Based on the observed plots, it can be concluded that:

- Without augmentation, the model tends to overfit the training data.

- Mixup augmentation leads to lower train and test accuracies. This augmentation introduces excessive randomness, making it difficult for the model to learn meaningful features. However, when comparing different mixup values, alpha = 0.2 performs relatively better than alpha = 0.4. Both values reach a plateau in terms of optimization, indicating that this augmentation technique is not suitable for this dataset.

- Cutout augmentation shows improvements compared to the base case. The difference between train and test accuracies is smaller, indicating reduced overfitting. The training loss initially decreases quickly, and then the performance plateaus.

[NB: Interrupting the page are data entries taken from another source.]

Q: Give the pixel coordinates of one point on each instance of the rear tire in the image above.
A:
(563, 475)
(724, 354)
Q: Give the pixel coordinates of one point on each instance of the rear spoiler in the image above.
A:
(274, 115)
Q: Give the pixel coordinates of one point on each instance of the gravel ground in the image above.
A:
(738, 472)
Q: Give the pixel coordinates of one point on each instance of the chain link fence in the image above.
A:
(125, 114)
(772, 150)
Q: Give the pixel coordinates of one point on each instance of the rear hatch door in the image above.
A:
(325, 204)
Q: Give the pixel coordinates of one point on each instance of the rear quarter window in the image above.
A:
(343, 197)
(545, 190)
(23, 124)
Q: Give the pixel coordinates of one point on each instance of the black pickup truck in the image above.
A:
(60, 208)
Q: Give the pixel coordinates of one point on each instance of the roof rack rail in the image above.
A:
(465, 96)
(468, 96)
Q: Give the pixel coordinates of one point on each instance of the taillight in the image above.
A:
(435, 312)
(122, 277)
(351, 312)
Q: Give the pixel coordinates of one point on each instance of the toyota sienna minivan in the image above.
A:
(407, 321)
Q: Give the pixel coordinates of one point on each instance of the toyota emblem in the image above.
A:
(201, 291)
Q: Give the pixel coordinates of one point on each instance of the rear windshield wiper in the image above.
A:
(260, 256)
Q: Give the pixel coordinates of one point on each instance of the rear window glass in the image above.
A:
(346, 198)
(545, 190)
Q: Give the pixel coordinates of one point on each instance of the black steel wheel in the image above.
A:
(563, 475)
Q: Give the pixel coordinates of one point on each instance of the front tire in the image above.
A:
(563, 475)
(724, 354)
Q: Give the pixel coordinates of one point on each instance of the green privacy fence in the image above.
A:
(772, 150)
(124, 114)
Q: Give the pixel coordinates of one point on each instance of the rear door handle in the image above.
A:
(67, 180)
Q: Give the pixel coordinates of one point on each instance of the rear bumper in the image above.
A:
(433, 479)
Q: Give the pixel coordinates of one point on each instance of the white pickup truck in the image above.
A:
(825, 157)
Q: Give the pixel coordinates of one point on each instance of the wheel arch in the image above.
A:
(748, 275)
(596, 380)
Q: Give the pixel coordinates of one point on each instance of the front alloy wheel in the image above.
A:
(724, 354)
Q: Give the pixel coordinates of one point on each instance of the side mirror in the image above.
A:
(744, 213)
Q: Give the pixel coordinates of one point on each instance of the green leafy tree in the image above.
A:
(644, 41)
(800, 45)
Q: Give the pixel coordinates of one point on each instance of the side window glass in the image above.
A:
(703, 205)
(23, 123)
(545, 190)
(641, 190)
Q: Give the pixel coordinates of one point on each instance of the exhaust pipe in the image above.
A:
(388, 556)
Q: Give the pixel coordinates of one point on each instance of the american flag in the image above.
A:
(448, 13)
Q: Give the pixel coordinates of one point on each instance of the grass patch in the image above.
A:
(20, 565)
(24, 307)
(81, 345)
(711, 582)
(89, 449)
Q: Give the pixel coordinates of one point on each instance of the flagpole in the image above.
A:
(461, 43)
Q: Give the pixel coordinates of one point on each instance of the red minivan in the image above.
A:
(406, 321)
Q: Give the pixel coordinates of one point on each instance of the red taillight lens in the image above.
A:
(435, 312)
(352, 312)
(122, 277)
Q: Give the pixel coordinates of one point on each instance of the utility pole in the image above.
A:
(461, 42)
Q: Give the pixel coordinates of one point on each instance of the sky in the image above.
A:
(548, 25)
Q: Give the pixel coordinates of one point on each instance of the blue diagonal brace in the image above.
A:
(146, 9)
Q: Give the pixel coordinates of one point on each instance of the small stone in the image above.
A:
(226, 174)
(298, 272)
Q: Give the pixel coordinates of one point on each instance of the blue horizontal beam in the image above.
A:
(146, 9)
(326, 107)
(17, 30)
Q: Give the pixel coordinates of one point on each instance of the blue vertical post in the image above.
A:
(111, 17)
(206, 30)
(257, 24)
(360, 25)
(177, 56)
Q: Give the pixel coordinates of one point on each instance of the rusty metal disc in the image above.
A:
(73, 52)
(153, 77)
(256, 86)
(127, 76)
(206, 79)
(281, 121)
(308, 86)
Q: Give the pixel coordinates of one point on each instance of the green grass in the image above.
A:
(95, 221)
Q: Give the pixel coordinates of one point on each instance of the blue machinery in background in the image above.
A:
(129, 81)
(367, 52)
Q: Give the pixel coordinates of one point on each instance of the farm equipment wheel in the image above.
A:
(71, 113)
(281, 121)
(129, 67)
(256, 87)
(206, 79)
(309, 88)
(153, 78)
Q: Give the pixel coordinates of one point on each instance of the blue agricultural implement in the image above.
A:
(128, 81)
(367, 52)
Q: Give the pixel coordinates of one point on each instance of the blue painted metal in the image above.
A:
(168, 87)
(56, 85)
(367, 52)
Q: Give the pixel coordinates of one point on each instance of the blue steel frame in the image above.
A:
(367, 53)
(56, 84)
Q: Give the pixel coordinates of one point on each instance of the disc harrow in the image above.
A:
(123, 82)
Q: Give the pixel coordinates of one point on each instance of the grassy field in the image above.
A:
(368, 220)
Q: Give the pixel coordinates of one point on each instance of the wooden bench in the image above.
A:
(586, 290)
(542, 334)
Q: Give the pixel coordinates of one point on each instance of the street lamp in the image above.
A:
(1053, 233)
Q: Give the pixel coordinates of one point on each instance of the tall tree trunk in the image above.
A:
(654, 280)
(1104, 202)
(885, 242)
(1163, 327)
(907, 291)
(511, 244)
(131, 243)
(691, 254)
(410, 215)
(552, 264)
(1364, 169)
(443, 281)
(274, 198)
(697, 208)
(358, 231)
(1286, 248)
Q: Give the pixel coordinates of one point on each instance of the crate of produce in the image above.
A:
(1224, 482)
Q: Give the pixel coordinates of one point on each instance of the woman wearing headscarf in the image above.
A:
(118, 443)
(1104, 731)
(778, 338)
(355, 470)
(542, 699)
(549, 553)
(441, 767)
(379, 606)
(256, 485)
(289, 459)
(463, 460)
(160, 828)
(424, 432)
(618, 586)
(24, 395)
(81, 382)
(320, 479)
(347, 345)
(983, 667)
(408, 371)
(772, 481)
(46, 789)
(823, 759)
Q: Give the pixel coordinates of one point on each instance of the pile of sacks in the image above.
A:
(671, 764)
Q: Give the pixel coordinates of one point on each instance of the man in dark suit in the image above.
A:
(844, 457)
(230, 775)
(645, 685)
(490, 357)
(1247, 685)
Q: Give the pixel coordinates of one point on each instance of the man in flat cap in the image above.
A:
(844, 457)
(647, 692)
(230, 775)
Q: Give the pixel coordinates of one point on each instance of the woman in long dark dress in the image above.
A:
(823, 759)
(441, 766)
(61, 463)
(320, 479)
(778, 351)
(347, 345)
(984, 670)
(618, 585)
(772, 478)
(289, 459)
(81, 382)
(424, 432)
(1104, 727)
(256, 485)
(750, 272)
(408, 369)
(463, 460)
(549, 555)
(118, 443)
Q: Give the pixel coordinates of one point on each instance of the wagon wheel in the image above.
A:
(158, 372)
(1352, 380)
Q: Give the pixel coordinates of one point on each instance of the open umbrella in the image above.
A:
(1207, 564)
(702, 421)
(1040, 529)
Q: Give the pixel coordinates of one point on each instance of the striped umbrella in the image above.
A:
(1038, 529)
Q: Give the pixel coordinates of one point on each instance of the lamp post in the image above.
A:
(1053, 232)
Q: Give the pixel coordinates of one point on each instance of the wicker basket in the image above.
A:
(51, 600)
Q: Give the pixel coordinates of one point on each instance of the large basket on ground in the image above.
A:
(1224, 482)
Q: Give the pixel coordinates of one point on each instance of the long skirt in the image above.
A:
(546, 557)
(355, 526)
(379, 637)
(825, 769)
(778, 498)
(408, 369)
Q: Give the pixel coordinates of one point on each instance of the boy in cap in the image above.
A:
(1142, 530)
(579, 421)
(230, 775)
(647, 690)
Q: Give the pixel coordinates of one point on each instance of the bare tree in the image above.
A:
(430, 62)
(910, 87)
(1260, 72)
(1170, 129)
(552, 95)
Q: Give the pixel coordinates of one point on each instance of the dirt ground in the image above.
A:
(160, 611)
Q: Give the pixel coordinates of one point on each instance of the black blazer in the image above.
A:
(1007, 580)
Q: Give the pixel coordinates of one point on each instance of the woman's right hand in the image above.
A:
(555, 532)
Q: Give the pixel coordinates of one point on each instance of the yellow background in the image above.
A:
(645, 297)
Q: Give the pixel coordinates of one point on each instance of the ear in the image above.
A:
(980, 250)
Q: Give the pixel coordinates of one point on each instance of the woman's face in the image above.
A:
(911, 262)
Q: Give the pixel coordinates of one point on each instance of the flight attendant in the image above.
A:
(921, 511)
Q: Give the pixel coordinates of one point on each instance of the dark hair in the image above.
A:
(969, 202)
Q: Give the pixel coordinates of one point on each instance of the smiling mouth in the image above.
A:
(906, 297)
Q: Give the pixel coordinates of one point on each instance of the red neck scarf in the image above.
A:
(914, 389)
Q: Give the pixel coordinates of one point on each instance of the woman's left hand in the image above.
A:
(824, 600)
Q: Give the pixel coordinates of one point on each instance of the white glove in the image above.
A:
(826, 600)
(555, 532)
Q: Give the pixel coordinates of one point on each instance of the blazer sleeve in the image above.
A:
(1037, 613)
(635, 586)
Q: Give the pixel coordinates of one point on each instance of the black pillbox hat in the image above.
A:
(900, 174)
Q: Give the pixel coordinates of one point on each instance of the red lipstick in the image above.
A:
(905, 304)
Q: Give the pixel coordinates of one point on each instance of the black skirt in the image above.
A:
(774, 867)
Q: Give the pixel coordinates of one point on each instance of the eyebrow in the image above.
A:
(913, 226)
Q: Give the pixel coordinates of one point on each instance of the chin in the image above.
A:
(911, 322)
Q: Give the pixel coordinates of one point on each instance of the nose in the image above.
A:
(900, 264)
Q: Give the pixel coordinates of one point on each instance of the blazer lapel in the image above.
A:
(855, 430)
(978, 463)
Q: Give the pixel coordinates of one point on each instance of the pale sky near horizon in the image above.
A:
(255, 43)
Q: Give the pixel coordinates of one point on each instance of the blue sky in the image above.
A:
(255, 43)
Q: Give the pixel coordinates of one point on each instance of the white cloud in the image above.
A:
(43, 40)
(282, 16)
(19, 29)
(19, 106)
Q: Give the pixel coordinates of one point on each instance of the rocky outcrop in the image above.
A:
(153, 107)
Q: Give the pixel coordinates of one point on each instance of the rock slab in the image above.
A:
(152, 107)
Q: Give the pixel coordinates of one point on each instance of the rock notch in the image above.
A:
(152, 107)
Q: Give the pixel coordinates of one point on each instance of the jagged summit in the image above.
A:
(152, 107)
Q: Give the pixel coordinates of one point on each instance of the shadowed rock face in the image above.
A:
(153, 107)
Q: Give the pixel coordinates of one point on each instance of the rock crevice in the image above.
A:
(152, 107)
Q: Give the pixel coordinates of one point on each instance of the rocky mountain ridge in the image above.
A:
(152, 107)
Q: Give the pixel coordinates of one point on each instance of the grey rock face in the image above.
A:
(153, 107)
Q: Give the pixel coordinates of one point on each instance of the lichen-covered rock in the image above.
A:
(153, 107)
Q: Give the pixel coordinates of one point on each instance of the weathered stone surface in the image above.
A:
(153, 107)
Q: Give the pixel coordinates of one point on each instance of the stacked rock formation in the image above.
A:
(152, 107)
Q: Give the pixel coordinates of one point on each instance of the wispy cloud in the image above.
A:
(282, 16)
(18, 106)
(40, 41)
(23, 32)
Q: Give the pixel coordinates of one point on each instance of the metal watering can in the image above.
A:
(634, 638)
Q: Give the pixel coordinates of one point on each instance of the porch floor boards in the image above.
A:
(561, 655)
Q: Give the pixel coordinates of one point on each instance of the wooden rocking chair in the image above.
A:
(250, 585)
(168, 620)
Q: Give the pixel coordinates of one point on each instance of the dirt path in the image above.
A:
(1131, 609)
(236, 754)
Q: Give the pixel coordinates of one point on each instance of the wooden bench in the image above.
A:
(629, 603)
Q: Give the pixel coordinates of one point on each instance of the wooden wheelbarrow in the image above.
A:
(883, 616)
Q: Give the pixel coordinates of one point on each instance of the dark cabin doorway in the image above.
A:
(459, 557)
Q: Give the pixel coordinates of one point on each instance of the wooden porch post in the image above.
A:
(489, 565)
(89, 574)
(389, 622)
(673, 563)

- Standard augmentation performs the best among the techniques evaluated. It exhibits the least overfitting, with the highest test accuracy. Both train and test accuracies improve over time, and the training loss continuously decreases.

- Augmenting with a combination of techniques, including mixup, does not yield good performance. Mixup introduces excessive randomness, hindering the model's ability to find patterns. Although the accuracies and losses are better than with mixup alone, this technique does not compare favorably to the others.

Overall, the standard augmentation technique performs the best. However, it is worth noting that if the model were trained for additional epochs, it could potentially achieve even better performance.